05:05 - Est-ce qu'on est plus fou qu'ailleurs en France ? Donnez-nous votre avis de spécialiste.
05:10 - Non, je ne crois pas. Ça veut dire quoi la folie ? Ici en France, les choses sont assez bien cadrées.
05:20 - Vous êtes le fondateur de Radio Colifata, est-ce que vous pourriez nous raconter un peu ce que c'est ?
05:27 - C'est une radio qui a été créée en 1991 à Buenos Aires. C'est une radio qui émet en direct depuis un hôpital psychiatrique.
05:40 Cet hôpital a hébergé, quand j'ai commencé à y aller, j'étais jeune au début, il y a un hôpital avec 1300 lits. Plus de la moitié a vu de là-bas depuis plus de 10 ans.
05:59 Et là, les gros de la population ont perdu vraiment la connexion avec le monde extérieur.
06:05 - Les liens.
06:07 - Les liens. Et la radio a été créée. J'ai écouté votre reportage avant. Vous avez dit que vous arriviez en France sans parler un mot.
06:21 Vous avez rentré via la musicalité et peu à peu la grammaire. Nous sommes très habitués à la crise en Argentine.
06:34 Tout le temps, il y a des accidents. C'est pour ça que parfois l'accident devient l'opportunité.
06:41 La radio Colifata est née avec un travail de montage, de petits extraits de deux minutes, un minute, qu'on a redistribué dans plusieurs radios normales de l'Argentine.
06:57 Ça a permis d'exfiltrer les discours que l'on appelle psychotiques, fous, dans les interstices de la vie quotidienne de la société.
07:08 - Vous avez entendu parler de la radio Colifata sur d'autres radios à Buenos Aires ?
07:11 - A l'origine, c'était comme ça. Mais après, il est venu une vraie radio hairtienne.
07:19 Cette méthodologie nous a permis que ces discours, a priori différents, ou dérangeants parfois, touchent les sens communs institués.
07:39 Pour permettre de poser certaines questions autour du sens de la langue déjà instituée.

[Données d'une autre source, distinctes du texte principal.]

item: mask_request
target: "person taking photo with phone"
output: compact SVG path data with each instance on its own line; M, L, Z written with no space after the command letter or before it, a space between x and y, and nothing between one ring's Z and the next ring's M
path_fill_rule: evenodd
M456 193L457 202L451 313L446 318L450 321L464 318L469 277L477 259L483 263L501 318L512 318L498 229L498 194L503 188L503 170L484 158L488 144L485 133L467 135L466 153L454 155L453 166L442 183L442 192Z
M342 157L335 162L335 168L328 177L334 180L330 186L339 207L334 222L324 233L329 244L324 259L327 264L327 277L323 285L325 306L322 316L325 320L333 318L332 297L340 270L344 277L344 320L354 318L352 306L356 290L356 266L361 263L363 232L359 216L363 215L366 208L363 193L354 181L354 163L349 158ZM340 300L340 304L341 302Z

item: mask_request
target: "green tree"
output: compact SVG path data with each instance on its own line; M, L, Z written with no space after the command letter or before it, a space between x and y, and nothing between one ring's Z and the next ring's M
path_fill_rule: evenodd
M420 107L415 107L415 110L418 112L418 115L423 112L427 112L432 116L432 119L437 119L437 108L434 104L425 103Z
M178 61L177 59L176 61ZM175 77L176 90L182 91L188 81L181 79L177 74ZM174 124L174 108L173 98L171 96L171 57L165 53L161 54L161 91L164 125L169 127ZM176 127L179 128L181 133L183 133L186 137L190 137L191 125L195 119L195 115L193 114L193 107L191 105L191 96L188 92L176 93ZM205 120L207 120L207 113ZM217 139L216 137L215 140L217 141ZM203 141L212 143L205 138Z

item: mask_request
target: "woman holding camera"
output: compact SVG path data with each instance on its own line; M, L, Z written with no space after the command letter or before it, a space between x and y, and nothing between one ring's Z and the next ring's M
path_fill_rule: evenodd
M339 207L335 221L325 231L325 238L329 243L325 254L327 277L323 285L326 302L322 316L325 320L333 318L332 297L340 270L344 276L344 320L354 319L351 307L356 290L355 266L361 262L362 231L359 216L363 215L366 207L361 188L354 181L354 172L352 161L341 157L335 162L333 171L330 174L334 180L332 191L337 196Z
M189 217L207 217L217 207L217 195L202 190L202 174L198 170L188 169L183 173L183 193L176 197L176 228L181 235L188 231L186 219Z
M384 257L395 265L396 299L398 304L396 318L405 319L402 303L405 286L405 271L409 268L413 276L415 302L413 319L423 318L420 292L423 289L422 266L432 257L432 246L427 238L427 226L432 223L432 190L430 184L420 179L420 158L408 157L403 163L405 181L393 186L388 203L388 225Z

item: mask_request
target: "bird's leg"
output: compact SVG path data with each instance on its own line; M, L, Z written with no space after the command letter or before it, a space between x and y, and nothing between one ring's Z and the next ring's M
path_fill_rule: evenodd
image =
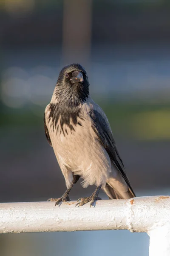
M100 198L98 198L97 196L99 195L99 193L101 186L101 185L100 186L97 186L96 187L96 189L94 190L94 192L90 196L85 198L79 198L78 199L77 201L80 201L80 202L78 203L76 206L77 205L79 205L79 206L82 206L82 205L85 204L87 204L87 203L88 203L88 202L91 202L90 204L90 207L91 207L96 200L99 200L101 199Z
M55 201L56 203L55 204L55 206L56 206L57 204L58 204L60 202L67 202L67 201L70 201L70 198L68 196L68 194L70 193L70 190L73 187L74 184L75 184L77 181L79 180L79 176L78 175L73 175L73 183L70 186L70 187L68 189L67 189L65 193L64 193L63 195L62 196L59 198L49 198L47 201L51 201L51 202Z

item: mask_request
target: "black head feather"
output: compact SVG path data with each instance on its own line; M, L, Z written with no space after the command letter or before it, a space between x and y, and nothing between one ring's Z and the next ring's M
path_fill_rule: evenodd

Mais c'est la catastrophe expérientielle de la langue, justement, la souffrance psychique.
07:52 On a créé une passerelle, une présence quotidienne ailleurs d'un discours qui a été catalogué de malsain, de malade, etc.
08:06 Et ce discours a produit des effets, si vous voulez, critiques, sans aller chercher l'effet critique.
08:11 Et tout ça nous a permis de tisser un lien de plus en plus solide et fort, et à accompagner à plusieurs patients à sortir de l'hospitalisation, et à récupérer une vie quotidienne assez bien.
08:23 - Et vous dites que la plus grande menace sur ce lien, c'est le néolibéralisme ?
08:28 - Je pense que non. La menace c'est qu'il n'existe pas la place pour vous. Personne ne t'attend, ni la langue en soi-même.
08:42 Il est en train d'attendre ton avenir. Après le néolibéralisme, on a développé aussi un programme de télévision qui s'appelle "Colifata Filosa", autour de la philosophie.
08:57 Et on a réussi à en inviter un qui s'appelle Pierre Dardot, un philosophe français, qui a écrit beaucoup autour du néolibéralisme.
09:06 Et on a travaillé avec les patients et aussi les étudiants de philosophie de l'Université de Buenos Aires, pour décortiquer tous ces types de concepts.
09:19 Et on a travaillé autour de l'idée des communs. Et grâce à Pierre Dardot et aussi à les patients, on a interpellé un peu ce qu'on appelle le néolibéralisme.
09:28 - Nawal Peres Biskayar, vous connaissiez, vous, Colifata ? C'est connu à Buenos Aires ?
09:32 - Oui, c'est très connu. C'est très connu à Buenos Aires, oui. Peut-être que c'est dans un milieu qui s'intéresse.
09:38 - Bon, les mamans sont psys, mais...
09:41 - J'avais plein de potes qui donnaient des cours de théâtre à l'Hôpital Borda. Dans le milieu de l'art, oui, quand même, c'est quelque chose. Même au-delà de ça.
09:52 - Et c'est quelque chose que j'invite absolument tout le monde à découvrir, puisqu'on peut vous écouter en France, en direct, le mardi de 14h à 16h, sur colifatafrance.com.
10:04 Merci infiniment, Alfredo Oliveira.